Rabin, however, is something else. From Karsh I learn: “If Peres and [Yossi] Beilin’s self-delusion can be partly explained, if not condoned, on ideological grounds, Rabin’s behavior seems nothing short of the extraordinary.” Karsh adds: “Unlike Beilin, he did not equate peacemaking and reconciliation with appeasement and self-flagellation; unlike Peres, he had no pipe dream of a budding ‘New Middle East.’ Rather he was a quintessential representative of the ‘activist’ approach to the Arab-Israeli conflict dating back to Zeev Jabotinsky and David Ben-Gurion, which upheld that peace would only follow upon Arab realization of the inability to destroy Israel by force of arms.”

So what happened? This is the burden Karsh undertakes to explain in his excellent essay. Jeff Jacoby notes Karsh’s essay in his Boston Globe column “The White House handshake that made everything worse.” Jonathan Tobin has related thoughts in his JNS column “25 years of illusions about Oslo.”

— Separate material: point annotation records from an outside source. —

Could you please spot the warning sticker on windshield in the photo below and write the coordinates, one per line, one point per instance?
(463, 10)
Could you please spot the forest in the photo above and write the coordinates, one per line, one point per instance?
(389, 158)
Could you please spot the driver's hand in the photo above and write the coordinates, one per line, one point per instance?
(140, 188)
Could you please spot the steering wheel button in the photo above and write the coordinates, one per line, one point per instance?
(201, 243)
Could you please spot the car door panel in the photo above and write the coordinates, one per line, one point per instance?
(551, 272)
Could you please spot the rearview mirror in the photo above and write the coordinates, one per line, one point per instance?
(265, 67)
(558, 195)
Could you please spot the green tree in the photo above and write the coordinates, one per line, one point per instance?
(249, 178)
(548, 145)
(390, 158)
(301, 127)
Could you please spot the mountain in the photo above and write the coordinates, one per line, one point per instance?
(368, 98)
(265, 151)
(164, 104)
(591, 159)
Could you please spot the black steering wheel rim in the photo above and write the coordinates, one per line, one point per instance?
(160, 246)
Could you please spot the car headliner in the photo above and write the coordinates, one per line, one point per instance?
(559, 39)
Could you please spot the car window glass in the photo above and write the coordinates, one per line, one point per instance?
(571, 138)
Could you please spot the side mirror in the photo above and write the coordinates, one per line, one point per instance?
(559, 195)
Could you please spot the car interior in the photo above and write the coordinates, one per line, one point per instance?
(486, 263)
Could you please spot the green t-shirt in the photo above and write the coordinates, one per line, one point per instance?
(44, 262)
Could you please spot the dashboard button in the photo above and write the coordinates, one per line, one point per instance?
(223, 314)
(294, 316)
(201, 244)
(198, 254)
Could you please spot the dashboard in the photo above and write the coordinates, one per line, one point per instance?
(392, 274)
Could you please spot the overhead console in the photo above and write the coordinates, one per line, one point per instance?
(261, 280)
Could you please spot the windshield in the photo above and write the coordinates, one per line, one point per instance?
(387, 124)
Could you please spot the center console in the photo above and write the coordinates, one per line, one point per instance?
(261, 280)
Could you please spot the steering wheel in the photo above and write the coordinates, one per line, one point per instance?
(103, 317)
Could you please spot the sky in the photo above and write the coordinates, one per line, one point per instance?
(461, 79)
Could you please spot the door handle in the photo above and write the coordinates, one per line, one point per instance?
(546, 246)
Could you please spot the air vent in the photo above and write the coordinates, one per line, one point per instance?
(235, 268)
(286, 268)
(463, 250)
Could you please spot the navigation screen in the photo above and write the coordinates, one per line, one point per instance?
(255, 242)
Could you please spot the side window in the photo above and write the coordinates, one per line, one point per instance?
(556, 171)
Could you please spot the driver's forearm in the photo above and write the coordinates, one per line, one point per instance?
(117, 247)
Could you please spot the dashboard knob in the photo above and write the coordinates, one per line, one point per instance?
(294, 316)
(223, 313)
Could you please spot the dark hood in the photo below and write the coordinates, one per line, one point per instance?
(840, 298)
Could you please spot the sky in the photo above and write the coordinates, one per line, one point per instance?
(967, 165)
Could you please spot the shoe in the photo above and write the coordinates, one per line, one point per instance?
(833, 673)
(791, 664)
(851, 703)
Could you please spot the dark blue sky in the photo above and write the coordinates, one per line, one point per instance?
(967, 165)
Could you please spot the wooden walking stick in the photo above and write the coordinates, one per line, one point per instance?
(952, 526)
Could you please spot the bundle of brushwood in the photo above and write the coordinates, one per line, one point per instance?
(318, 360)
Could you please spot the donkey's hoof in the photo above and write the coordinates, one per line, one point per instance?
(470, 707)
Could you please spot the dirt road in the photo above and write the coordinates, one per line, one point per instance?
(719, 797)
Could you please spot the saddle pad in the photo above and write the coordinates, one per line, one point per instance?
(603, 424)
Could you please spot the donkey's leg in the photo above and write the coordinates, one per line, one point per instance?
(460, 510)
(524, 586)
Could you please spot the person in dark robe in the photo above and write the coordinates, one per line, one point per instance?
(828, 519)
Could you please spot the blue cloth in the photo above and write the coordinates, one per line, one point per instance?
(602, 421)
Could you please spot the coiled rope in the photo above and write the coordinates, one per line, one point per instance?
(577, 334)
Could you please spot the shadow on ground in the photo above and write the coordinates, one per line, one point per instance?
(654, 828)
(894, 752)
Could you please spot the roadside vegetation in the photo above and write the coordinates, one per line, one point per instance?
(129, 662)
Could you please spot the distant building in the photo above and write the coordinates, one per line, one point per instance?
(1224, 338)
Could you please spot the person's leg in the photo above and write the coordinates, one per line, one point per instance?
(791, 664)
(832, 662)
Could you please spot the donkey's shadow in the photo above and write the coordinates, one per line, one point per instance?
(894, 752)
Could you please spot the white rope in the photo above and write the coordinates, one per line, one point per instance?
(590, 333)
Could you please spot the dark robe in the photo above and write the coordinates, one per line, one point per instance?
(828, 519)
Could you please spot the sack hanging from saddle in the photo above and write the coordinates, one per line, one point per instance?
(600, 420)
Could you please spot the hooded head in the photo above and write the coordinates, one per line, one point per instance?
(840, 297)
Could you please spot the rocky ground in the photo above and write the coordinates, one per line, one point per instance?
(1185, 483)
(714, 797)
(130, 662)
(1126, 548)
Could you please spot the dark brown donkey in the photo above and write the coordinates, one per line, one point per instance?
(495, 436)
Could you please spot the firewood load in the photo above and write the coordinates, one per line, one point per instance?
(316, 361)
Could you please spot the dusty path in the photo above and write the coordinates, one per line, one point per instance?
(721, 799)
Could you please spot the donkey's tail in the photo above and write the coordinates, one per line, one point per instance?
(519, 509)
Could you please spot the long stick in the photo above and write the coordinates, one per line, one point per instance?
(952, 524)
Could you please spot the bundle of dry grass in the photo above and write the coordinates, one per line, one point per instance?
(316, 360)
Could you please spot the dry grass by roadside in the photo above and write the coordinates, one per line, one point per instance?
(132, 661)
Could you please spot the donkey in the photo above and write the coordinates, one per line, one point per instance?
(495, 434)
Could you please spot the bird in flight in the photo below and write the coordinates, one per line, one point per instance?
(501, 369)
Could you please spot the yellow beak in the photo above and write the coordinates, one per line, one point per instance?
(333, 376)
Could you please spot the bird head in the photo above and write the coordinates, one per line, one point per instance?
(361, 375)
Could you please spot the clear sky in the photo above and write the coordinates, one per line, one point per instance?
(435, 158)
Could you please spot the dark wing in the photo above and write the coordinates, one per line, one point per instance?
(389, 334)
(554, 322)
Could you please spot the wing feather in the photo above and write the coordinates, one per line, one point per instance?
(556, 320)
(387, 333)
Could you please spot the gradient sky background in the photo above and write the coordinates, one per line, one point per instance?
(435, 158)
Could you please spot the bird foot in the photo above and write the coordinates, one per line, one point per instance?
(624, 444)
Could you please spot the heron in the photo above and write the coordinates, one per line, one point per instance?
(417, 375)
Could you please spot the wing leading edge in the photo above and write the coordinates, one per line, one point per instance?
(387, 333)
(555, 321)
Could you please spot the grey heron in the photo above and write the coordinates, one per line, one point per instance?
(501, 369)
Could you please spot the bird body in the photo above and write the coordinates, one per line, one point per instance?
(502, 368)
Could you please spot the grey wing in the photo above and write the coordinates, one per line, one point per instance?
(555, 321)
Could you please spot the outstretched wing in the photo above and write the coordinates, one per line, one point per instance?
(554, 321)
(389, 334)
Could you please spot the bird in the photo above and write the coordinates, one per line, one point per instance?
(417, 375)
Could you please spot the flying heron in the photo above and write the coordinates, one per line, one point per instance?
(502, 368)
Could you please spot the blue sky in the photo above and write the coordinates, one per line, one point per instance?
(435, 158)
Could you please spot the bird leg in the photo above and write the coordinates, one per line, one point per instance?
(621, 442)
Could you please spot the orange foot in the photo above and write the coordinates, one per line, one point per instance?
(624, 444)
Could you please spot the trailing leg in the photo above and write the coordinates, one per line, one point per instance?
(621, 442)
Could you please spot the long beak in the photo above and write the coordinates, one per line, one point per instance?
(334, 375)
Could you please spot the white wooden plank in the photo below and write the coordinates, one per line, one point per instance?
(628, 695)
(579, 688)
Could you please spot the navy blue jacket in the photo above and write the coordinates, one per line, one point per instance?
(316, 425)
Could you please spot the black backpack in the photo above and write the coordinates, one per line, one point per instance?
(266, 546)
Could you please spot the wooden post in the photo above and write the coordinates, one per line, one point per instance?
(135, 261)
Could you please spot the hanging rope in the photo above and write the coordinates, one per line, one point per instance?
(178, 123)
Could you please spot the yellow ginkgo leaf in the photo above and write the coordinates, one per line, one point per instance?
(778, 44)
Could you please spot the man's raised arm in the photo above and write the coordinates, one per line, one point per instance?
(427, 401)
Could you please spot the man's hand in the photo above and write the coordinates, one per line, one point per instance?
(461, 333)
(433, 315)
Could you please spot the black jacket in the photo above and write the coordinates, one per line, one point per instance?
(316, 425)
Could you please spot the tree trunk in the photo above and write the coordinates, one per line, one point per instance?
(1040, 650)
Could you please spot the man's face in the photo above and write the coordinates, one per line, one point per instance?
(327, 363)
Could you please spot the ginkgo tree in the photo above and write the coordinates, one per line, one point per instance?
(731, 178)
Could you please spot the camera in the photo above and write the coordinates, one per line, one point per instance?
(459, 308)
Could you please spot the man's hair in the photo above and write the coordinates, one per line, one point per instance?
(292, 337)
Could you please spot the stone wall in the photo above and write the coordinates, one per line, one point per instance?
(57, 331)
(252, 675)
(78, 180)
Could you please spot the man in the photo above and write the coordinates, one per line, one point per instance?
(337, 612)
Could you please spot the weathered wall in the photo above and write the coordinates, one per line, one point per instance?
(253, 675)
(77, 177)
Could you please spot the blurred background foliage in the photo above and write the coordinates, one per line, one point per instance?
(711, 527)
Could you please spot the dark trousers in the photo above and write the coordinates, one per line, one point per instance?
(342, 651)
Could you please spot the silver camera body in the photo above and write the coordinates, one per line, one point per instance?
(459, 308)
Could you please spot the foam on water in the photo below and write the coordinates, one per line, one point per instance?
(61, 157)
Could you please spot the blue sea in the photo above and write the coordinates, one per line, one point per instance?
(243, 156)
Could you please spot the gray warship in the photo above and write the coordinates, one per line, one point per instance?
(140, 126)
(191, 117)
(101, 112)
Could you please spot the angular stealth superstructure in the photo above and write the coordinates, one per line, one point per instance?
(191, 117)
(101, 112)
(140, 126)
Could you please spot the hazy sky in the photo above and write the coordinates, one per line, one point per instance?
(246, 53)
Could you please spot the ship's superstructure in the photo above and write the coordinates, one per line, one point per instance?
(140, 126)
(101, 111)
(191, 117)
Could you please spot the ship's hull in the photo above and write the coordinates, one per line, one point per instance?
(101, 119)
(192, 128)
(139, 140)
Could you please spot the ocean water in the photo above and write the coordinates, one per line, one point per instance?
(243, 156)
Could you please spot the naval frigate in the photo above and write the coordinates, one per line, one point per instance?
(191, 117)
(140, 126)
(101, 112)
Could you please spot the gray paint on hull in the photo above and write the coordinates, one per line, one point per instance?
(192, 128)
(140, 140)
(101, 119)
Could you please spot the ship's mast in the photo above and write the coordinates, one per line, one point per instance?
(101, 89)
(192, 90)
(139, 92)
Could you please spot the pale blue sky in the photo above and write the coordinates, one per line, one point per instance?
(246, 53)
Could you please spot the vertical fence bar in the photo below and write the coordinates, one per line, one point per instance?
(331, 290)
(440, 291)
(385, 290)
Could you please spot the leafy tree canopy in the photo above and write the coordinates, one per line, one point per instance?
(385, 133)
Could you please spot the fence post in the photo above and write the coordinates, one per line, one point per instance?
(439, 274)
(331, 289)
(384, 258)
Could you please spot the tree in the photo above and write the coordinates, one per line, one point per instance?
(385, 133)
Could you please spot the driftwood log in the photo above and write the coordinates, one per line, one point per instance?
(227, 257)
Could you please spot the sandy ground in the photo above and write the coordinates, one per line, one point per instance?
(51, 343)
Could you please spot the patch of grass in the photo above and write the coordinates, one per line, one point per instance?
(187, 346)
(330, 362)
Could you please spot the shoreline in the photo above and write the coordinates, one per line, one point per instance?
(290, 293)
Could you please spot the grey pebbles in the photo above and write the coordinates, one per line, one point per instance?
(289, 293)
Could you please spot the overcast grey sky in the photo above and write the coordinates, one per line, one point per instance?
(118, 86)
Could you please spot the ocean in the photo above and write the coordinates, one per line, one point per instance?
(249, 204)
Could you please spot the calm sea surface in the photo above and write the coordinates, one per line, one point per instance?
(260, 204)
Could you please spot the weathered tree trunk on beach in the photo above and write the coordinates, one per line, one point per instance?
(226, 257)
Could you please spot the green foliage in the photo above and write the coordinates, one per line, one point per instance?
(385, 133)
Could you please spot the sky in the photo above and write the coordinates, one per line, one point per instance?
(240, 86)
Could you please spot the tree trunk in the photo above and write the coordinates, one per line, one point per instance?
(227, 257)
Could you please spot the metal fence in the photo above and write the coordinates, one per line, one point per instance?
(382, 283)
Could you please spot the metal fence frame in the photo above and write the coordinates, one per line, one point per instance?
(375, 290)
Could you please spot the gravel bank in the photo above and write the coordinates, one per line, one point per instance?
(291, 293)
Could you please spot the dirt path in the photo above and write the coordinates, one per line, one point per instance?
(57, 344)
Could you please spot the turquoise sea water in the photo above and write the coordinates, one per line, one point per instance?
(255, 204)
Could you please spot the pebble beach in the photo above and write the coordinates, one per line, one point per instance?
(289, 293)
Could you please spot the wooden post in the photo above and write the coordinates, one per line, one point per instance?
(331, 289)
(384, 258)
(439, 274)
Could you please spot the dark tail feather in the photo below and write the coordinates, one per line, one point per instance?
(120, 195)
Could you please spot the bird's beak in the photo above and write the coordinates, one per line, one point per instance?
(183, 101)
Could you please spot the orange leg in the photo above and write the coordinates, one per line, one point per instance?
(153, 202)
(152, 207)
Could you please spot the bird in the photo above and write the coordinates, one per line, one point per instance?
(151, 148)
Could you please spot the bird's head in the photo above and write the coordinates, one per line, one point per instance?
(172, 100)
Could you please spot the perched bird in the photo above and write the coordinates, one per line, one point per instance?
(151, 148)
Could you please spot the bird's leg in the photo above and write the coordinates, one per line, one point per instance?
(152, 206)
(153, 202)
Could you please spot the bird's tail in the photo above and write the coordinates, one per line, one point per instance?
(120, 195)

NOTE: Karsh is also the author of the excellent 2016 essay “The Oslo disaster” as well as several related books. Jeff Jacoby supplied me the Hebrew quote from Rabin that I cite above a few years back. Jeff added in the accompanying email message: “I think it can be argued that that very cynicism might have led Rabin to call a halt to the Oslo appeasement once it was clear how badly it was failing. He almost certainly wouldn’t have gone on to recognize Palestinian statehood or propose shared control of Jerusalem. In Rabin’s last speech in the Knesset, a few weeks before he was killed, he talked about the Oslo process and specified, among other things, that any final-status agreement would not include a Palestinian state, or a Palestinian capital in Jerusalem, or withdrawal to the 1967 lines.” Karsh’s essay supports Jeff’s observations.